Peri-opertive care of patients, including recovery after surgery.
Assisting and observing during consultations.
Lab work - including looking at blood smears and performing faecal analysis.
Lectures form vets or nurses on a range of clinical subjects.
Other activities are included on the programme. As our work is largely dependant on the weather regular activities may occasionally be cancelled and we have a few other activities to keep participants busy on rainy days.
Providing enrichment and improving welfare of the animals at East London Zoo.
Visiting the local reptile park to learn about different species of reptiles, husbandry and care of these animals and to practice handling.
Dart Gun Practice:
Practice safely using a dart gun and test your aim using targets!
Lectures may be theory or practical based and cover a wide rage of subjects; including capture pharmacology, endo + ecto-parasites, bandaging practice, common diseases, case studies, poaching, stitching practicals and welfare.
Accommodation is based in the stunning village of Chintsa East, near East London, in the Eastern Cape of South Africa. The Wild Coast is aptly named for it's beautiful, untouched coastline.
While staying is this idyllic beach village, volunteers live in one of the programme houses. The accommodation is comfortable and clean. Each house includes bathroom facilities, comfortable lounges/communal areas and fully stocked and functional kitchens. Participants do not have to give up any of their home comforts during their stay!
Wi-fi is provided, as well as a washing machine for laundry.
Participants can expect to share a room with 2-8 other people.
For some aspects of the programme there are overnight stays in other areas, including working farms, game reserves and with local families.
Chintsa is a safe area and so participants are free to come and go as they please, and take part in local life. There are a few bars, restaurants, and a stunning beach all within walk-able distance.
Participants often fall in love with the village and quickly become part of the small community.
All food is provided as part of the programme fees. This includes three meals a day.

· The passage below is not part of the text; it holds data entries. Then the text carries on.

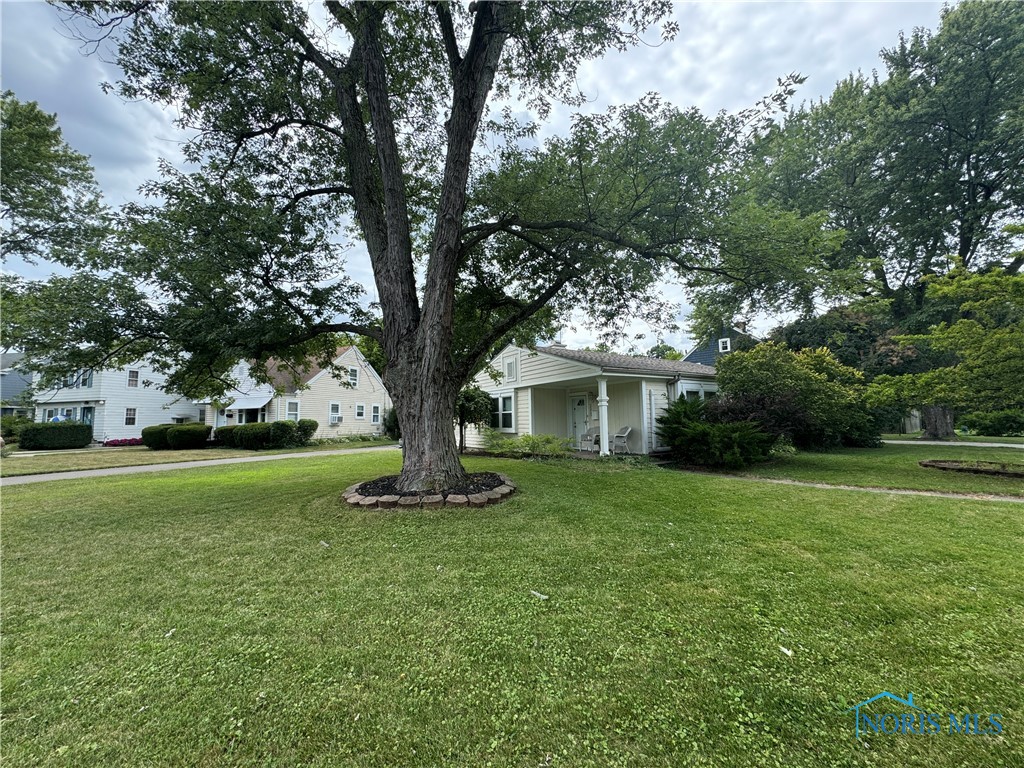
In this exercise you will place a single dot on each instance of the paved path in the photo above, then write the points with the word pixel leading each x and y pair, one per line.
pixel 957 443
pixel 79 474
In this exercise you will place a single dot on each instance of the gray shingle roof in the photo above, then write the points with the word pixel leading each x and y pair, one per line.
pixel 625 363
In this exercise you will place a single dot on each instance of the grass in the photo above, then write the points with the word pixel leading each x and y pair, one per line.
pixel 30 464
pixel 958 438
pixel 240 615
pixel 895 467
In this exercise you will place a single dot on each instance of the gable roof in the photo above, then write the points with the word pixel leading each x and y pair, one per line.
pixel 628 364
pixel 283 378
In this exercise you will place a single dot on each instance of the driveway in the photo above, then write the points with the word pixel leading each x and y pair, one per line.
pixel 79 474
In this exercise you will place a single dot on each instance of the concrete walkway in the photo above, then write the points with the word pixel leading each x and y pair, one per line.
pixel 957 443
pixel 82 473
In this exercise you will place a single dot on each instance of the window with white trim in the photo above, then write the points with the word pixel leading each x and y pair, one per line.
pixel 511 368
pixel 502 417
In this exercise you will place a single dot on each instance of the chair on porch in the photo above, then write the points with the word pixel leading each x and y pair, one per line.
pixel 591 439
pixel 621 440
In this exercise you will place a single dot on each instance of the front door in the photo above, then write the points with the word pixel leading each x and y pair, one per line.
pixel 579 415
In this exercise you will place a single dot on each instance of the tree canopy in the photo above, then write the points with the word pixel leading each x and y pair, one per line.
pixel 49 203
pixel 359 124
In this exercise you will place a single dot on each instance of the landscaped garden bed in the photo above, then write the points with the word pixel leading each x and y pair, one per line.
pixel 998 469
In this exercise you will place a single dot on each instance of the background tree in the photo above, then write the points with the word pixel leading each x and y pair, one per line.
pixel 365 122
pixel 472 407
pixel 49 204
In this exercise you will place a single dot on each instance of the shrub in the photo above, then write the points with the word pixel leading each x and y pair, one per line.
pixel 284 434
pixel 185 436
pixel 306 429
pixel 253 436
pixel 122 441
pixel 55 435
pixel 994 423
pixel 155 437
pixel 685 427
pixel 225 435
pixel 10 427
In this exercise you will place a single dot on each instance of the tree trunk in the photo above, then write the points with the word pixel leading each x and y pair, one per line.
pixel 425 406
pixel 938 423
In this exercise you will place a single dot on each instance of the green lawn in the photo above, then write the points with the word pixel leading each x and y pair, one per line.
pixel 960 438
pixel 30 464
pixel 197 617
pixel 895 467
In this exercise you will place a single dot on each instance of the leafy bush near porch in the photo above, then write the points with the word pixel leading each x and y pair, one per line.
pixel 685 427
pixel 184 436
pixel 10 427
pixel 55 435
pixel 226 435
pixel 527 444
pixel 155 437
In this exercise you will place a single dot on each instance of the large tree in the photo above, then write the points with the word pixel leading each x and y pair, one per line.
pixel 365 120
pixel 923 168
pixel 49 203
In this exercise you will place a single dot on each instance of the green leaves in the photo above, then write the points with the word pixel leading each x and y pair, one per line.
pixel 49 203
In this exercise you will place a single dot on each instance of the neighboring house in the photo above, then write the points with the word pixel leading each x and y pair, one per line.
pixel 12 385
pixel 355 406
pixel 117 402
pixel 727 340
pixel 566 392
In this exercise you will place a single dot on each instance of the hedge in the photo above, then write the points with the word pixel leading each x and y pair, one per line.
pixel 155 437
pixel 55 435
pixel 187 436
pixel 225 435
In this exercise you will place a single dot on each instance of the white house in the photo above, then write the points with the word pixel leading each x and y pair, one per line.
pixel 565 392
pixel 355 406
pixel 120 402
pixel 117 402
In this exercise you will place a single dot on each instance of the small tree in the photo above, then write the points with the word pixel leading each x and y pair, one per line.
pixel 472 407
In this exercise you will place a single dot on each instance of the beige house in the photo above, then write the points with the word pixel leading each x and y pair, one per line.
pixel 355 406
pixel 586 395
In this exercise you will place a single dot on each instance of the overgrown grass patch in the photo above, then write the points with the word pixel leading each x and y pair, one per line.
pixel 895 467
pixel 241 615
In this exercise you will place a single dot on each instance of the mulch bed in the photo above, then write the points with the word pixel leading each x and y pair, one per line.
pixel 478 483
pixel 999 469
pixel 480 489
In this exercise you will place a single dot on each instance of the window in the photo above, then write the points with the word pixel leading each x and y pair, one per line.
pixel 501 413
pixel 511 369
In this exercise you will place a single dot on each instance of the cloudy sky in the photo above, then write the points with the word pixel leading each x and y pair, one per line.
pixel 726 56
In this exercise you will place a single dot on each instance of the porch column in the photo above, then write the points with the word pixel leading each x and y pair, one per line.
pixel 602 413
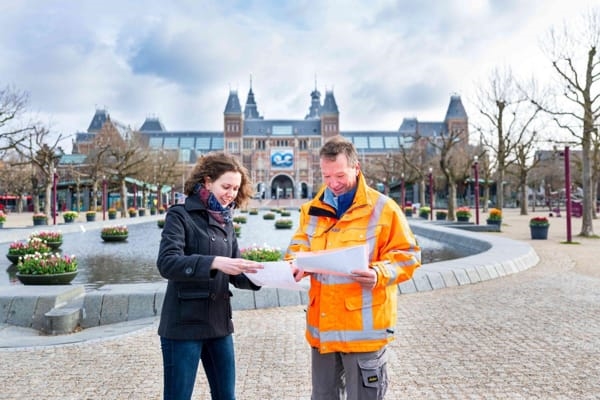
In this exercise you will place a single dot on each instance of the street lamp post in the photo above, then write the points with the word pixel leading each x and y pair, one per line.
pixel 54 195
pixel 134 195
pixel 430 193
pixel 402 191
pixel 476 188
pixel 104 198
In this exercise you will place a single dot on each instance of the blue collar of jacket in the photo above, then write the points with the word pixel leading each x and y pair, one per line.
pixel 341 203
pixel 321 206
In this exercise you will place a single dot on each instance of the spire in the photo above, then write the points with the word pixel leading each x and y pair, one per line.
pixel 456 110
pixel 329 104
pixel 314 111
pixel 233 103
pixel 250 109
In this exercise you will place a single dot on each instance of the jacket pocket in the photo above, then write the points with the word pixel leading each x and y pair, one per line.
pixel 193 307
pixel 374 372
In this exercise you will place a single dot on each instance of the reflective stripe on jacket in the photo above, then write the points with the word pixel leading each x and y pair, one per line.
pixel 342 315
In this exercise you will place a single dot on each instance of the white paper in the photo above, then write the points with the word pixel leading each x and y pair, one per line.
pixel 335 261
pixel 275 274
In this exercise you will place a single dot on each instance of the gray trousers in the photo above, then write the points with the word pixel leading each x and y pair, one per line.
pixel 349 376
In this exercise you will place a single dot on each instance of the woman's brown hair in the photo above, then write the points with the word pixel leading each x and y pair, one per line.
pixel 213 165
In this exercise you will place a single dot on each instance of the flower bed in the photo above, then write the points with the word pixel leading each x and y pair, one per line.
pixel 269 215
pixel 70 216
pixel 40 219
pixel 52 239
pixel 463 213
pixel 539 221
pixel 115 230
pixel 264 253
pixel 18 249
pixel 240 219
pixel 495 214
pixel 284 223
pixel 46 264
pixel 115 233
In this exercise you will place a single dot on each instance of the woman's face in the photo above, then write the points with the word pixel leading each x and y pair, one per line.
pixel 225 187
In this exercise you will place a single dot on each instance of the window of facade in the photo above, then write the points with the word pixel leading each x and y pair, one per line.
pixel 217 143
pixel 186 143
pixel 376 142
pixel 203 143
pixel 361 142
pixel 155 142
pixel 233 146
pixel 171 143
pixel 391 142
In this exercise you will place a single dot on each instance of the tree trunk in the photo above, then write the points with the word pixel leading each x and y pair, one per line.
pixel 500 189
pixel 587 228
pixel 451 201
pixel 123 199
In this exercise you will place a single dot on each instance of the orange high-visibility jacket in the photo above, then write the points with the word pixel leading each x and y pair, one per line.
pixel 342 315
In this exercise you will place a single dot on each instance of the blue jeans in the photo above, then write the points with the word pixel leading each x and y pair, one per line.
pixel 180 364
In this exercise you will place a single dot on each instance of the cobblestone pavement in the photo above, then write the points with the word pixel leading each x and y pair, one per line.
pixel 531 335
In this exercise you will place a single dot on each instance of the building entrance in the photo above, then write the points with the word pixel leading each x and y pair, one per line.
pixel 282 187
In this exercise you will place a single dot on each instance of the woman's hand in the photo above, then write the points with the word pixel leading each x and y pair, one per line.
pixel 235 266
pixel 297 272
pixel 367 278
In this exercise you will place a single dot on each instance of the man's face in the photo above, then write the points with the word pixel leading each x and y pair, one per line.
pixel 338 175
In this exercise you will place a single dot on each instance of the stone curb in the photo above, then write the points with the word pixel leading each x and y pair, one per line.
pixel 491 257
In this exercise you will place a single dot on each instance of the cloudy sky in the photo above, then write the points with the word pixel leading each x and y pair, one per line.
pixel 384 59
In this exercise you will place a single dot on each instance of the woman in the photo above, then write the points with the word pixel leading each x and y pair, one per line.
pixel 199 256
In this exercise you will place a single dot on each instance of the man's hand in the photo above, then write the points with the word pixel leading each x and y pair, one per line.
pixel 366 278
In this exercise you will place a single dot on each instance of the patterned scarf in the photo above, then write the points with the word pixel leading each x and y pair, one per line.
pixel 223 215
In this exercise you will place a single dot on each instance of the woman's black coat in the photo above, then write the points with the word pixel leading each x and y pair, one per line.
pixel 197 302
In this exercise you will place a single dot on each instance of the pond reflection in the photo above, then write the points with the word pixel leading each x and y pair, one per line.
pixel 134 261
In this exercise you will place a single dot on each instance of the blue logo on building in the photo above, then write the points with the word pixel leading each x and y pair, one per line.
pixel 282 159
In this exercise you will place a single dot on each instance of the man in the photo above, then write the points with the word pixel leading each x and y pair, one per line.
pixel 351 319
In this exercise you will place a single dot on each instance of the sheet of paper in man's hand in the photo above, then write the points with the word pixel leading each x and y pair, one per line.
pixel 334 261
pixel 275 274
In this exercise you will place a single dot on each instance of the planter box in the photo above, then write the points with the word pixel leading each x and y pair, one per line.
pixel 539 232
pixel 49 279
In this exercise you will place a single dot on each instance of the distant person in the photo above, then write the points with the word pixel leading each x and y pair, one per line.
pixel 351 319
pixel 199 256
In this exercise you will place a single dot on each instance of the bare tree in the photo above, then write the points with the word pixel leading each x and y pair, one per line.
pixel 12 129
pixel 573 51
pixel 453 160
pixel 13 179
pixel 509 115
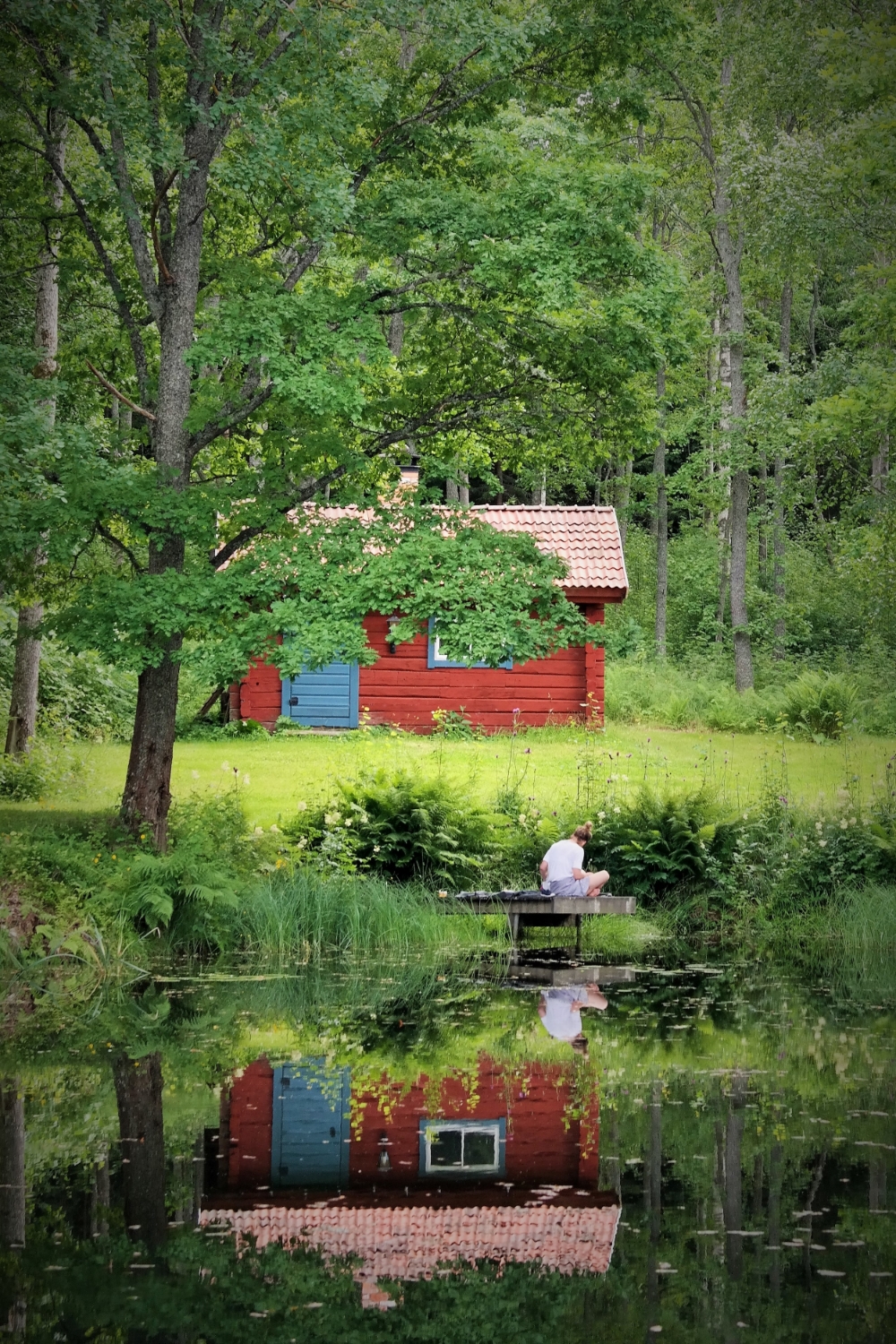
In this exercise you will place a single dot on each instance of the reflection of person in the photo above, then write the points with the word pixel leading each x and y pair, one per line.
pixel 560 1012
pixel 562 871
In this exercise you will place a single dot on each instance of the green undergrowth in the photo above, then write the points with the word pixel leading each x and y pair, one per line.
pixel 360 873
pixel 809 704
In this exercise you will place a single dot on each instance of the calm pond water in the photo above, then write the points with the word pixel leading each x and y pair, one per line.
pixel 422 1152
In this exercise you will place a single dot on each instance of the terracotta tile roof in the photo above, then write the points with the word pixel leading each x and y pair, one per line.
pixel 409 1242
pixel 586 537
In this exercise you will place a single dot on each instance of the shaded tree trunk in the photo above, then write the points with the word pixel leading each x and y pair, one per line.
pixel 653 1193
pixel 147 795
pixel 26 674
pixel 142 1150
pixel 734 1176
pixel 775 1177
pixel 780 537
pixel 662 521
pixel 622 497
pixel 880 465
pixel 26 677
pixel 13 1164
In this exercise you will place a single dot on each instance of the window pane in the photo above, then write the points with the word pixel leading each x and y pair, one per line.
pixel 445 1150
pixel 478 1148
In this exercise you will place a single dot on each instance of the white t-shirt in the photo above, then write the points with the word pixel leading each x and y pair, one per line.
pixel 562 857
pixel 559 1019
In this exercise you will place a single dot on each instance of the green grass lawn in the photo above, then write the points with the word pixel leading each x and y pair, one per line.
pixel 551 766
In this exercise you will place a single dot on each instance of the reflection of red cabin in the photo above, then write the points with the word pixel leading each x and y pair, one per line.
pixel 543 1142
pixel 410 682
pixel 394 1212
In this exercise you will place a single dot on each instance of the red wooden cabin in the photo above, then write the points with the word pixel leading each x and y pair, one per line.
pixel 405 1180
pixel 411 680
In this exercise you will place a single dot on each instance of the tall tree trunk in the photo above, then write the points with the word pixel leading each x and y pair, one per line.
pixel 780 537
pixel 662 521
pixel 734 1175
pixel 26 672
pixel 724 572
pixel 147 795
pixel 653 1193
pixel 540 491
pixel 622 497
pixel 142 1150
pixel 762 500
pixel 26 676
pixel 880 465
pixel 731 253
pixel 13 1164
pixel 775 1177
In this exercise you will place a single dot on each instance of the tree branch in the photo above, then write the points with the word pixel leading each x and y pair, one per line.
pixel 128 319
pixel 120 395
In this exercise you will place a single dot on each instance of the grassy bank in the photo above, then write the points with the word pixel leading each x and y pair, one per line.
pixel 554 768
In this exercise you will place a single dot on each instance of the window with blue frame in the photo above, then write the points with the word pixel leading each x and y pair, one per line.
pixel 435 659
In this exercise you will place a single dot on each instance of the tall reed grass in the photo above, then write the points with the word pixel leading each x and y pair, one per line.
pixel 306 916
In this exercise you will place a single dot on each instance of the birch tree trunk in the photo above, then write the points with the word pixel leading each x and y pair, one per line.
pixel 662 521
pixel 26 674
pixel 147 795
pixel 13 1164
pixel 780 537
pixel 729 246
pixel 142 1150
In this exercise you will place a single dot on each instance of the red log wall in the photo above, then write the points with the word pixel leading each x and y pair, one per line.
pixel 544 1145
pixel 402 690
pixel 252 1112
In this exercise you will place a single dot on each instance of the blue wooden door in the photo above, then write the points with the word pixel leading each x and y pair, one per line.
pixel 323 699
pixel 311 1131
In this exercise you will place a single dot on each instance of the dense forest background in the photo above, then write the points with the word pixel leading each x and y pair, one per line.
pixel 638 254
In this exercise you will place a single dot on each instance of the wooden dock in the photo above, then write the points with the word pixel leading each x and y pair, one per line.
pixel 532 909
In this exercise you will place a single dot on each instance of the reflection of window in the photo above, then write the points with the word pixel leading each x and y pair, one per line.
pixel 437 659
pixel 462 1147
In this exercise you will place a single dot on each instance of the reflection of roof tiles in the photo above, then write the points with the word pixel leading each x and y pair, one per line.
pixel 586 537
pixel 409 1242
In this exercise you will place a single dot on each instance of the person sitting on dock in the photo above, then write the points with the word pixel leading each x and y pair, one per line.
pixel 562 867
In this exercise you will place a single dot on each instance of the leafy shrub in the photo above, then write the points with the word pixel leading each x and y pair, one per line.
pixel 450 723
pixel 301 913
pixel 194 887
pixel 26 777
pixel 818 704
pixel 398 825
pixel 78 693
pixel 654 844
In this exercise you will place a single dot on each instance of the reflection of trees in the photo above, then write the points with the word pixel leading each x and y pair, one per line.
pixel 142 1150
pixel 734 1176
pixel 13 1163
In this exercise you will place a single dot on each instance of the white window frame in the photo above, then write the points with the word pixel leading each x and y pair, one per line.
pixel 432 1128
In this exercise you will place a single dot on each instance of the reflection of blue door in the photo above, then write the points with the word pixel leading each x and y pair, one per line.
pixel 311 1132
pixel 323 699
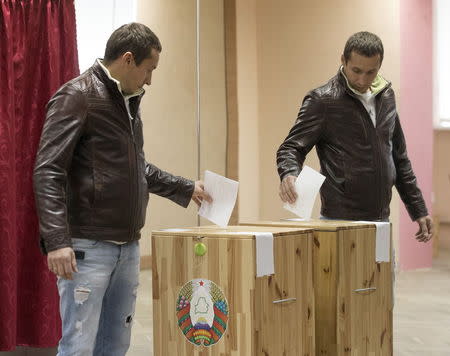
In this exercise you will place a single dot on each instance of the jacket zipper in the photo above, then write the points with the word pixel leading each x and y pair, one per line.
pixel 134 177
pixel 378 149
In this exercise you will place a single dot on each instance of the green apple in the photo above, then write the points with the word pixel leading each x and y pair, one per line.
pixel 200 248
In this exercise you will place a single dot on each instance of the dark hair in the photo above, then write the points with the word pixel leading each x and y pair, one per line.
pixel 133 37
pixel 364 43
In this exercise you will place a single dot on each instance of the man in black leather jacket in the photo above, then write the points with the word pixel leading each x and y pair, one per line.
pixel 353 122
pixel 92 184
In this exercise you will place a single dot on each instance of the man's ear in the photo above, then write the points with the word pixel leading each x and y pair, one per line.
pixel 127 57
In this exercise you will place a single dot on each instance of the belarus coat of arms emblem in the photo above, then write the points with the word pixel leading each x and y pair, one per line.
pixel 202 312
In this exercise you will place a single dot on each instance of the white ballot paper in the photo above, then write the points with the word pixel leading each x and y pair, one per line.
pixel 307 185
pixel 382 240
pixel 264 254
pixel 223 191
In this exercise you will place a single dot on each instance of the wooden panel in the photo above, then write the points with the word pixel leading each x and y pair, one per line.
pixel 287 328
pixel 325 272
pixel 256 325
pixel 364 300
pixel 348 322
pixel 232 164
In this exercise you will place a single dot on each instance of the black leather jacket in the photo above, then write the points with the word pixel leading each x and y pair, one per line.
pixel 361 162
pixel 91 179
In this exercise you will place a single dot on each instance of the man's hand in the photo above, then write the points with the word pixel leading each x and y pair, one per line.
pixel 62 262
pixel 287 189
pixel 200 193
pixel 426 229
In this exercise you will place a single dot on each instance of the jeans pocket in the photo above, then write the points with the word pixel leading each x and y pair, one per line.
pixel 83 243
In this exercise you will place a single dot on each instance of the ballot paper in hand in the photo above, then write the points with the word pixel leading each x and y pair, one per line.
pixel 223 191
pixel 307 186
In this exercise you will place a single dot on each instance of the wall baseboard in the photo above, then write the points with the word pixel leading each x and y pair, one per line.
pixel 146 262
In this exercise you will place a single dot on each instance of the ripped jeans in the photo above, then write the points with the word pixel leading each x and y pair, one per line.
pixel 97 306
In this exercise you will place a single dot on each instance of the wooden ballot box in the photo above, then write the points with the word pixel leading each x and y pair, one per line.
pixel 207 299
pixel 353 293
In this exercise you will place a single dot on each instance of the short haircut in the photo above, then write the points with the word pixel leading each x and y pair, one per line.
pixel 364 43
pixel 133 37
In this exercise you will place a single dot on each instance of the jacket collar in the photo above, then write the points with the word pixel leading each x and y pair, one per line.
pixel 378 85
pixel 111 83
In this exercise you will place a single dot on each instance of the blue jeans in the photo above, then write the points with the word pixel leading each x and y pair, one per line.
pixel 97 306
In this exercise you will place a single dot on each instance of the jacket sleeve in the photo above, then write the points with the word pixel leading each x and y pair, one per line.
pixel 63 126
pixel 164 184
pixel 406 182
pixel 302 137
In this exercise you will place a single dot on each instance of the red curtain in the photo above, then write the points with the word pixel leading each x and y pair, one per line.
pixel 37 55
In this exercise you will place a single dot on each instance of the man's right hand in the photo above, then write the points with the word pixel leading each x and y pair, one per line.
pixel 62 262
pixel 287 190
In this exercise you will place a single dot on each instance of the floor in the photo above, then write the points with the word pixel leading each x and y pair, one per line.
pixel 421 313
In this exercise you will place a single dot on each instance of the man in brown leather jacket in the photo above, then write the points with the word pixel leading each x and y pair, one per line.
pixel 353 122
pixel 92 183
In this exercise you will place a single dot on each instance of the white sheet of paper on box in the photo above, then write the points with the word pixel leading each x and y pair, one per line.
pixel 223 191
pixel 265 265
pixel 307 185
pixel 382 240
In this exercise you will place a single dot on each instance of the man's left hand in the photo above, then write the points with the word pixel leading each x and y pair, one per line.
pixel 426 229
pixel 200 193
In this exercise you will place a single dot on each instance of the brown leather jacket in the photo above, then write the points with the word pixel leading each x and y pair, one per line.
pixel 361 162
pixel 91 179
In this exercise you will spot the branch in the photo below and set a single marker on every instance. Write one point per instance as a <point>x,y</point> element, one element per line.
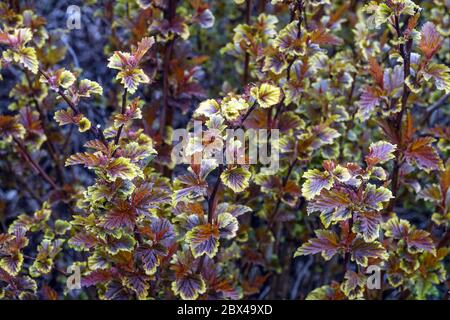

Dinner consists of homemade, wholesome food, prepared by the team of kitchen staff. Participants have free access to the kitchen in order to make their own breakfast and lunch, with lunch normally being a packed lunch as volunteers take part in their activities for the day.
Snacks are also included if volunteers get peckish between meals, however participants are expected to purchase their own personal snacks such as chocolate and sweets.
Vegetarians, vegan and other dietary requirements can be catered for.
Weekends are time off to do as you please. There is plenty to do in the area and many activities that participants can take part in.
Weekend activities are at extra cost and are not included in the programme fee.
Programme staff are happy to help you arrange weekend activities and transportation to activities is available for an extra fee.
Weekend Activities Include:
Areena Riverside Lodge - Kayaking, zip-lining, quad biking and of course meeting Abby, the friendly giraffe!
Inkwenkwezi - Game drives, elephant interactions and their famous Sunday buffet lunch. Volunteers can also stay at Inkwenkwezi for the weekend at a reduced rate to other guests.
Chintsa Horses - Horse-riding along Chintsa beach.
Other Activites include surf lessons, tours of the local Emerald Vale brewery and stand-up paddle boarding. Boat rides on a rubber dingy to find whales and dolphins, and jumping the waves in the process is also popular!